MATURANO IN AMBIENTI LAICI e riformisti (a Milano nel 1953, e poi a seguire in altre città, viene fondata l’Aied) sia i temi di una maternità responsabile sia quelli della sovrappopolazione e si evidenzia come il divieto della propaganda dei mezzi contraccettivi – di eredità fascista – confligga con il diritto alla salute costituzionalmente garantito; sarà infatti nel 1971 la Corte Costituzionale ad annullarlo con un primo verdetto. Nuovamente nel 1975 la giustizia costituzionale con una storica sentenza sul reato di aborto si rivela decisiva nell’accogliere le spinte di mutamento sociale in quel momento ingabbiate in una rigida contrapposizione tra partiti e movimenti.

Il femminismo spariglia le carte ponendo la questione in termini di autodeterminazione delle donne e attivando soprattutto nelle periferie urbane un lavoro politico d’informazione, d’inchiesta, di denuncia, di self help del tutto inedito e capillare. Il mondo politico e intellettuale si divide: interessante la frattura tra alcune dirigenti, l’Udi e la rivista Noi Donne da un lato e la lunga afasia o i tanti balbettii del Partito comunista dall’altro; ancora più composito ovviamente il mondo cattolico che vede nelle sue componenti di base ampie insofferenze e vasti fermenti. Tra storici insabbiamenti e continui rinvii, il 22 maggio del 1978, il Parlamento approva la legge 194, che il successivo referendum promosso dal Movimento per la vita non riuscirà a cancellare. Il testo legislativo, frutto di una lunga e complessa mediazione politica, una sorta di «miracolosa alchimia», non nomina esplicitamente la parola chiave delle lotte femministe, autodeterminazione, ma inserisce l’interruzione volontaria di gravidanza (perifrasi che le autrici non prediligono a vantaggio del più chiaro termine aborto) di fatto tra le politiche della salute, in linea con una lunga tradizione italiana tenacemente ostile a riconoscere una chiara soggettività e una diversa declinazione dei diritti di cittadinanza alle donne.

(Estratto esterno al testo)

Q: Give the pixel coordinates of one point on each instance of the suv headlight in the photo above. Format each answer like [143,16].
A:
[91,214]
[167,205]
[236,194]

Per questo «all’eterno ritorno» di un dibattito stantio è bene ridare centralità all’inviolabile libertà femminile in quanto libertà personale costituzionalmente garantita; anche perché, come ha ben scritto Luigi Ferrajoli, il divieto di abortire si configurerebbe come un obbligo alla maternità, un’imposizione a diventare madri contro la propria volontà. La possibilità di abortire è dunque un’immunità, un habeas corpus delle donne, una libertà da una coercizione. Per questo non è possibile retrocedere, per questo è un libro importante.

* La presentazione a Roma, da Tuba, sabato alle 18. Laura Schettini in dialogo con le autrici; introduce Cristina Petrucci.